« Quand Borloo se prend à rêver… »

de | 2011-03-19


Redevenu député et affranchi du président, Borloo se verrait bien en outsider de la droite…
(Photo EPA)

Juppé qui jubile en secret, Fillon qui rumine, Borloo qui se prend à rêver et Sarkozy, un brin parano… A droite, aucun scénario n'est désormais exclu pour 2012.

 
Juppé prétend avoir le triomphe modeste.
Il y eut la harangue étincelante de Dominique de Villepin devant le Conseil de sécurité de l'Onu du 14 février 2003. Il y a désormais l'allocution impeccable d'Alain Juppé du jeudi 17 mars 2011. Moins de grandiloquence, moins de cheveux, un front plissé, de petites lunettes hexagonales, ça ne s'invente pas. Mais une vraie victoire : la résolution autorisant des frappes en Libye a été votée. Une semaine jour pour jour après avoir été ridiculisé par la diplomatie parallèle de Bernard-Henri Lévy, le ministre des Affaires étrangères fait mieux que reprendre la main : il a forgé le consensus de la communauté internationale. Certes, Nicolas Sarkozy ne manquera pas, et à raison, de tirer la couverture à lui, mais c'est Juppé qui a porté la voix de la France.

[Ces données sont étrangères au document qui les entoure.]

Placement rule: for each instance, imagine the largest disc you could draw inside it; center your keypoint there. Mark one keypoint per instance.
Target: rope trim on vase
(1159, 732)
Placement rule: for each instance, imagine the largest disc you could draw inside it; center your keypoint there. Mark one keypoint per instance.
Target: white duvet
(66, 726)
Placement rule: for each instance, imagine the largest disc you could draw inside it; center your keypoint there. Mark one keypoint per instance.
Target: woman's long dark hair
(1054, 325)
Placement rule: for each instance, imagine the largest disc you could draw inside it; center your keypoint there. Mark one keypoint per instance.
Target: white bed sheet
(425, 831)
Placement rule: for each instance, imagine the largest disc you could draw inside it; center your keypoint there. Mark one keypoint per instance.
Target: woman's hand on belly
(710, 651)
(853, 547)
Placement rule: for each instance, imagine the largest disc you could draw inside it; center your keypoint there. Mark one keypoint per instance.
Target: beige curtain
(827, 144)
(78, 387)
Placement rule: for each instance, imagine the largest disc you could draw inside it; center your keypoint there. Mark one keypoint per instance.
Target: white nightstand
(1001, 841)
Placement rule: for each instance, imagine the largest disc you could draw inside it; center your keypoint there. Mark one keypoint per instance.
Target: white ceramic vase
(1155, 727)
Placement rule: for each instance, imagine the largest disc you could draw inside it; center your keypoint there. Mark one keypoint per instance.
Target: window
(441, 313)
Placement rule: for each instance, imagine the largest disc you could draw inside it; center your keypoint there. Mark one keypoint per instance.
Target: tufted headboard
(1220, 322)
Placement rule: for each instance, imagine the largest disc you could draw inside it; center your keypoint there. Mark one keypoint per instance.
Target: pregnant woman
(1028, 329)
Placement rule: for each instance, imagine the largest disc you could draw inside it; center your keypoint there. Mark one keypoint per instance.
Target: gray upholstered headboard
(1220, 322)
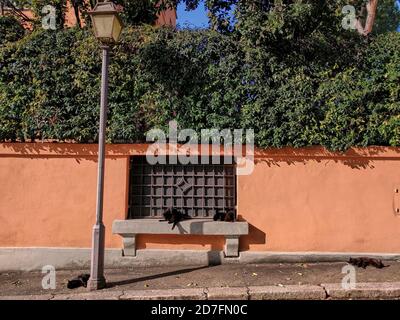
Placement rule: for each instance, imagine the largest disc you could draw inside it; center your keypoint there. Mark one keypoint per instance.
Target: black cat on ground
(227, 216)
(79, 281)
(173, 215)
(364, 262)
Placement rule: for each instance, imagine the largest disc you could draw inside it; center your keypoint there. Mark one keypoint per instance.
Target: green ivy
(313, 88)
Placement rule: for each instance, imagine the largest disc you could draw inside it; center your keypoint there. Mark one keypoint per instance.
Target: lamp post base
(97, 280)
(96, 284)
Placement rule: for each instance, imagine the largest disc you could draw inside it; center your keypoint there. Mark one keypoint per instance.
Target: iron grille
(197, 189)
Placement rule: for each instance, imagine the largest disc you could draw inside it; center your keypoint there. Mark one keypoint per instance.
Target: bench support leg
(231, 246)
(129, 241)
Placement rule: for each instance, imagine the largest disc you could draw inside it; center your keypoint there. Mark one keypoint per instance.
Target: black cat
(364, 262)
(227, 216)
(79, 281)
(173, 215)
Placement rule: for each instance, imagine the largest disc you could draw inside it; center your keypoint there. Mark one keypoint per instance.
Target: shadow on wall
(70, 150)
(355, 158)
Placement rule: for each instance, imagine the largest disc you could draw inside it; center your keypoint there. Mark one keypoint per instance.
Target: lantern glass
(117, 29)
(103, 25)
(106, 22)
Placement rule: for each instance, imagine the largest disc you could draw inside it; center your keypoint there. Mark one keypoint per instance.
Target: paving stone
(28, 297)
(227, 293)
(290, 292)
(175, 294)
(368, 290)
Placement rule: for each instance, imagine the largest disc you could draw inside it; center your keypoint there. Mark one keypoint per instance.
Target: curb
(329, 291)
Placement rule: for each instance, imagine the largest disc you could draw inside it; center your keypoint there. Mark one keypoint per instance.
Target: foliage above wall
(296, 77)
(10, 30)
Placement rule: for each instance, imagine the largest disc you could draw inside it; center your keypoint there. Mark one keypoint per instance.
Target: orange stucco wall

Un homme rumine secrètement: François Fillon. Le Premier ministre, passé maître dans l'art d'affaiblir ses concurrents – jadis Xavier Bertrand, naguère Jean-Louis Borloo et récemment Jean-François Copé – a aujourd'hui, en la personne de Juppé, un rival autrement redoutable. C'est d'ailleurs toute l'habileté de Sarkozy d'avoir mis ces deux fauves-là en situation de se neutraliser.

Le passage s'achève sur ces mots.